TSH (thyroid-stimulating hormone) is produced by the pituitary gland in your brain, not the thyroid itself. It acts as a messenger signal: when the pituitary detects that thyroid hormone levels are low, it releases more TSH to prompt the thyroid to produce more. A high TSH therefore often indicates an underactive thyroid (hypothyroidism), while a low TSH can suggest an overactive thyroid (hyperthyroidism). TSH is the single most sensitive early marker for thyroid dysfunction and is always the first result clinicians examine.

Why test Free T3 and Free T4 separately?

T4 is the thyroid’s main output hormone, but it must be converted to the more active T3 in peripheral tissues such as the liver, gut, and muscles. Some individuals convert T4 to T3 poorly — a pattern that TSH and T4 alone would miss. By measuring Free T3 (the unbound, biologically active fraction), this panel helps identify situations where T4 is normal but T3 is low, which can explain persistent symptoms in people already on standard levothyroxine therapy.

Do I need to stop my thyroid medication before testing?

Generally, you should take your sample before your morning levothyroxine dose to get a true baseline reading, rather than a post-dose peak. However, the appropriate timing depends on your specific medication, dose, and what your prescriber wants to assess. Always check with your GP or endocrinologist before altering your medication schedule.

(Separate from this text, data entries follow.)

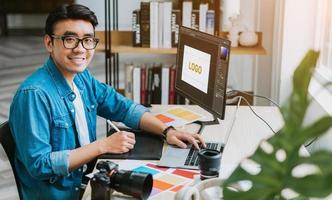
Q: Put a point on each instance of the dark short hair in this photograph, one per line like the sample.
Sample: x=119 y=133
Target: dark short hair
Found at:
x=73 y=11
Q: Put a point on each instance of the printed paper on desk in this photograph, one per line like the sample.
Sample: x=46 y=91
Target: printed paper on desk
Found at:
x=178 y=116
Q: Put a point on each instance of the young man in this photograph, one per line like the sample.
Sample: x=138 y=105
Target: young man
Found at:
x=53 y=114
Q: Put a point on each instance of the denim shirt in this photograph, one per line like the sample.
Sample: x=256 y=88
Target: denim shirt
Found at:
x=43 y=126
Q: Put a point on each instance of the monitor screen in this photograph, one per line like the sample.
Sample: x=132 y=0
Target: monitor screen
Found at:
x=202 y=68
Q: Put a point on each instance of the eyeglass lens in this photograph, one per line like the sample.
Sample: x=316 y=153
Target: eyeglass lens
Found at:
x=72 y=42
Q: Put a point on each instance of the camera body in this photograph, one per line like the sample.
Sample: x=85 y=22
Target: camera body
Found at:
x=110 y=178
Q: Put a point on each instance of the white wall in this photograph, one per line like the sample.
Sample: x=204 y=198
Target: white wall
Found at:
x=298 y=38
x=263 y=76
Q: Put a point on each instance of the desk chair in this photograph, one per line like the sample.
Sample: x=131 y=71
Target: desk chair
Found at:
x=6 y=140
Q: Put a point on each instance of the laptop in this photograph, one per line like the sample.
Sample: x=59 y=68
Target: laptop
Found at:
x=185 y=158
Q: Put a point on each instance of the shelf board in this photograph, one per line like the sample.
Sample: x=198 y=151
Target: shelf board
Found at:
x=122 y=44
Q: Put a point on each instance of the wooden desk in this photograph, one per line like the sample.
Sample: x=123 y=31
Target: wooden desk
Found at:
x=244 y=137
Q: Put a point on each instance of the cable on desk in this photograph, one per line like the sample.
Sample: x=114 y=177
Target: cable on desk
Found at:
x=228 y=133
x=255 y=95
x=246 y=101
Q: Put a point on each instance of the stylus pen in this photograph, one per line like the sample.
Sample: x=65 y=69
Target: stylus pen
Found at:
x=113 y=125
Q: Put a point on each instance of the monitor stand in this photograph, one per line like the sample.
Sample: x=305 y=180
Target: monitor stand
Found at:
x=206 y=123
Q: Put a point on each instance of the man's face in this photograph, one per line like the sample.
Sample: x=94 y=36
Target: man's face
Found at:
x=70 y=61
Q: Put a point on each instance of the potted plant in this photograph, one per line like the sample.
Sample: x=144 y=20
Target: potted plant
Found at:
x=283 y=173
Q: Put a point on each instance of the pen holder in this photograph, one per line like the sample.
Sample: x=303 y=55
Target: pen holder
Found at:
x=209 y=163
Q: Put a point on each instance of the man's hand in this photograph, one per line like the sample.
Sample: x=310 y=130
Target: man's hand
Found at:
x=119 y=142
x=179 y=138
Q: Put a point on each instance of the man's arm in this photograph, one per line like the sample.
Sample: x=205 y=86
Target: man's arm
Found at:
x=152 y=124
x=119 y=142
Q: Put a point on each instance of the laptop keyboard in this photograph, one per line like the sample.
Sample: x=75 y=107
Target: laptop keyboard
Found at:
x=192 y=158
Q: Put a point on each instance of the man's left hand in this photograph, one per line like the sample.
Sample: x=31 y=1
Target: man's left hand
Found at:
x=180 y=139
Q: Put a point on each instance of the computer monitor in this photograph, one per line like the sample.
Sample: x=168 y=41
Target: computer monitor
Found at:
x=202 y=69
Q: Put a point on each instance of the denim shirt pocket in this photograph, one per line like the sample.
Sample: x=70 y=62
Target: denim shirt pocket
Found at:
x=63 y=136
x=92 y=116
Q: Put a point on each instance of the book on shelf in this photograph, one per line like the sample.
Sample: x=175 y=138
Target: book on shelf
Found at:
x=152 y=84
x=150 y=81
x=164 y=84
x=203 y=8
x=187 y=8
x=195 y=19
x=154 y=22
x=156 y=85
x=145 y=24
x=128 y=80
x=210 y=22
x=167 y=29
x=136 y=84
x=136 y=28
x=172 y=73
x=175 y=23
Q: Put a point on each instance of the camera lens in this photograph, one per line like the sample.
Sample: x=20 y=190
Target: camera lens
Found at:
x=209 y=163
x=132 y=183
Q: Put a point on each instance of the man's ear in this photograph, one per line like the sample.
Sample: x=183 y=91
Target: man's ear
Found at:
x=48 y=42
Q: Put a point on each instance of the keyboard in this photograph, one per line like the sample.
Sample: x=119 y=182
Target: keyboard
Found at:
x=192 y=158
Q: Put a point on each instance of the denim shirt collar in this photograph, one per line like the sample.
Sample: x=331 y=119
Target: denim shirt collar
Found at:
x=60 y=82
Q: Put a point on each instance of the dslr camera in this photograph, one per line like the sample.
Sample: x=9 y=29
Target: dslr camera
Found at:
x=110 y=178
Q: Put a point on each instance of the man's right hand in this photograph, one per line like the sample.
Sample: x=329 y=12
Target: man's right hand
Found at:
x=119 y=142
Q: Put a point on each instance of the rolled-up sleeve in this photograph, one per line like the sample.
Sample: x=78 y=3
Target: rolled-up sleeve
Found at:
x=30 y=121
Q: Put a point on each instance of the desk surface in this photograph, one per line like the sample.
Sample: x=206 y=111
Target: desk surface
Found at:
x=244 y=137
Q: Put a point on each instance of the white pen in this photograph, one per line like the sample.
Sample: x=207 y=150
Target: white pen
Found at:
x=113 y=126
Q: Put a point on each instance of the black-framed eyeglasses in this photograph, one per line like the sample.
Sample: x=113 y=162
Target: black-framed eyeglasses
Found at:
x=71 y=42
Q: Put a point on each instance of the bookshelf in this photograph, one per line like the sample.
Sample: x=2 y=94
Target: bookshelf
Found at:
x=122 y=43
x=114 y=42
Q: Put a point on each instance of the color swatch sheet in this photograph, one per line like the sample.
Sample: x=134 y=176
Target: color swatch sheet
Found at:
x=178 y=116
x=165 y=180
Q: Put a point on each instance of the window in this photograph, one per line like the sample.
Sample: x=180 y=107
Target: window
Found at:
x=323 y=43
x=324 y=39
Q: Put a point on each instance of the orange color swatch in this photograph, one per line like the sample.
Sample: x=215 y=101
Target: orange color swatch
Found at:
x=177 y=188
x=184 y=173
x=164 y=118
x=161 y=185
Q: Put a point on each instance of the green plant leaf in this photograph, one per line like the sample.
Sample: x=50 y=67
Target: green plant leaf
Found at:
x=279 y=173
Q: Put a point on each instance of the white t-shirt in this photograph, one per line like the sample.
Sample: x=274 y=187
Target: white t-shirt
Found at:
x=80 y=119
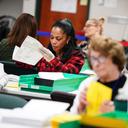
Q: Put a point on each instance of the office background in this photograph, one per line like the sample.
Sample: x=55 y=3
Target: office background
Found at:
x=96 y=9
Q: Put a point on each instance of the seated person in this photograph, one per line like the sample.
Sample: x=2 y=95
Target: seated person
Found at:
x=107 y=59
x=25 y=25
x=68 y=57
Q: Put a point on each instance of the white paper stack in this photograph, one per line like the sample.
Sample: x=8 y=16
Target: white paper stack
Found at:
x=35 y=114
x=31 y=51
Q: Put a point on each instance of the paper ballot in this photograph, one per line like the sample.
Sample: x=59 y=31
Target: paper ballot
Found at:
x=31 y=51
x=97 y=93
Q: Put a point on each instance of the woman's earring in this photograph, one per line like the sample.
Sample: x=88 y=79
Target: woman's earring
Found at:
x=67 y=41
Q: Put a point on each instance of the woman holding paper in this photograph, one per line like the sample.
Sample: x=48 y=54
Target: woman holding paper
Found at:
x=68 y=57
x=25 y=25
x=107 y=59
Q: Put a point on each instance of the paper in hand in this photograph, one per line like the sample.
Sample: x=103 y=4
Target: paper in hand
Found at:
x=31 y=51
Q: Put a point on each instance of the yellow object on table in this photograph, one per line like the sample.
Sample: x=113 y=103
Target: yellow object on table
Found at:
x=66 y=120
x=97 y=93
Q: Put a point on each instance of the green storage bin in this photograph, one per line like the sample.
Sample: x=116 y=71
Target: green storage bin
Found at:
x=70 y=83
x=116 y=115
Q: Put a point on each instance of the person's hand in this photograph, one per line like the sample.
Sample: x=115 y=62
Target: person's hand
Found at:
x=82 y=101
x=107 y=106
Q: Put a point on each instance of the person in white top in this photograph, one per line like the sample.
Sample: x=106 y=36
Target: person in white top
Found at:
x=107 y=59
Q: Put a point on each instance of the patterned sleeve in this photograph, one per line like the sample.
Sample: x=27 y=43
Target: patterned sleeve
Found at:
x=72 y=65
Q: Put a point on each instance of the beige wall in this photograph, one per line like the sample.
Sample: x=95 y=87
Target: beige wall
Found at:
x=117 y=31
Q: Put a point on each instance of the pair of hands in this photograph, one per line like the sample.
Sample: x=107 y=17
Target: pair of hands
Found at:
x=106 y=106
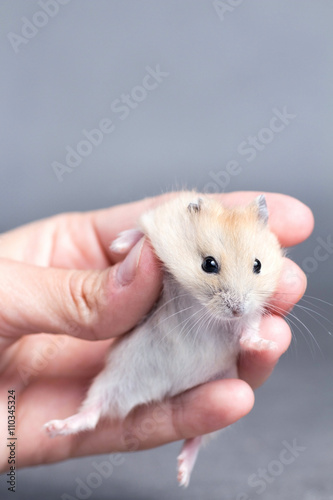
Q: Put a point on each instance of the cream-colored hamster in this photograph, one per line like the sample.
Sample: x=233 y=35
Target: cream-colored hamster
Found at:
x=221 y=267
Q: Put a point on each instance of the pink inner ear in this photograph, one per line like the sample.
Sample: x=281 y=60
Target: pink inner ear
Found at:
x=125 y=241
x=262 y=208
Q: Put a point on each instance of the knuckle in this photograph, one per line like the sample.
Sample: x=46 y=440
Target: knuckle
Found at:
x=86 y=296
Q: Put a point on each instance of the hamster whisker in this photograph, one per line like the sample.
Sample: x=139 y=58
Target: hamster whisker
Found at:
x=184 y=323
x=312 y=312
x=279 y=310
x=176 y=297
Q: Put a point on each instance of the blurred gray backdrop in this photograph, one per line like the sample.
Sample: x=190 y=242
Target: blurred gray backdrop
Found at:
x=217 y=95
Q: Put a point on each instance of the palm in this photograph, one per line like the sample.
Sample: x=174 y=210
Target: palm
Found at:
x=38 y=367
x=51 y=373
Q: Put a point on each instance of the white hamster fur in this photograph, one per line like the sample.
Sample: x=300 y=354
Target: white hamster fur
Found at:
x=221 y=267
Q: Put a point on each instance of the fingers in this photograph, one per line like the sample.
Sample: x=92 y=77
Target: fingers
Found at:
x=289 y=218
x=198 y=411
x=86 y=304
x=291 y=287
x=256 y=366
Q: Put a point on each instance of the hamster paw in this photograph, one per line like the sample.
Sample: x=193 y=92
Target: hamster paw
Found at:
x=186 y=460
x=258 y=344
x=125 y=241
x=83 y=421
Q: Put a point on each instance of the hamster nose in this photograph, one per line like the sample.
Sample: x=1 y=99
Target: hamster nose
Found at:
x=235 y=309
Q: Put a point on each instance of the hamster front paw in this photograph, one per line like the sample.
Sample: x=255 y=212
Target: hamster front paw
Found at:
x=258 y=344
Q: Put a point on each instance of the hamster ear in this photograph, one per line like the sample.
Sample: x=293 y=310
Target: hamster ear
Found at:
x=195 y=206
x=261 y=205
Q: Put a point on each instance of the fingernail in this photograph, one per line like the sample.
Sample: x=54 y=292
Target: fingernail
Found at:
x=127 y=270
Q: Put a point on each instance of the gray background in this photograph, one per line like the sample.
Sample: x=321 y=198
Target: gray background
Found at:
x=226 y=75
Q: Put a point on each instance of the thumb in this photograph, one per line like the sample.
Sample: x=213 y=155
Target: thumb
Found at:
x=87 y=304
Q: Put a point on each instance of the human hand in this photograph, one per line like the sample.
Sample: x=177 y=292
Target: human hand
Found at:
x=59 y=276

This test does not replace your NHS monitoring; it supplements it.

Can biotin supplements affect my results?

Yes. Biotin (vitamin B7), commonly taken for hair and nail health, is used in the laboratory assays for TSH, FT4, and FT3. High-dose biotin supplementation can interfere with results, producing falsely low TSH or falsely elevated T4 and T3 values. Please stop any biotin-containing supplements at least 48 hours before collecting your sample. Standard multivitamin doses are generally fine, but higher-dose standalone biotin supplements (5 mg or more) should definitely be paused.

What is the normal range for TSH?

The standard reference range for adults is approximately 0.4 to 4.0 mIU/L, though this varies slightly between laboratories and age groups. Trupoint Health’s UKAS-accredited laboratory uses age-adjusted reference intervals that are shown alongside your result. A result within range does not guarantee the absence of thyroid dysfunction; symptoms and clinical context matter. Your results are reviewed by a GMC-registered physician who considers all three values together rather than any single marker in isolation.

How is this test different from what my GP offers?

NHS GPs often screen with TSH alone, and only add FT4 if TSH is abnormal. This panel includes all three markers — TSH, FT4, and Free T3 — as a single assessment, giving you a more complete picture of your thyroid axis from one sample. It is a private test and does not replace NHS care, but many people find the added detail useful, particularly if they have ongoing symptoms despite a ‘normal’ NHS TSH result.

How long does it take to get my results?

Results are typically available within 3 to 5 working days of your sample being received by the laboratory. You will receive an email notification as soon as your results are ready on your secure Trupoint Health dashboard, where you can view your values alongside reference ranges and physician commentary.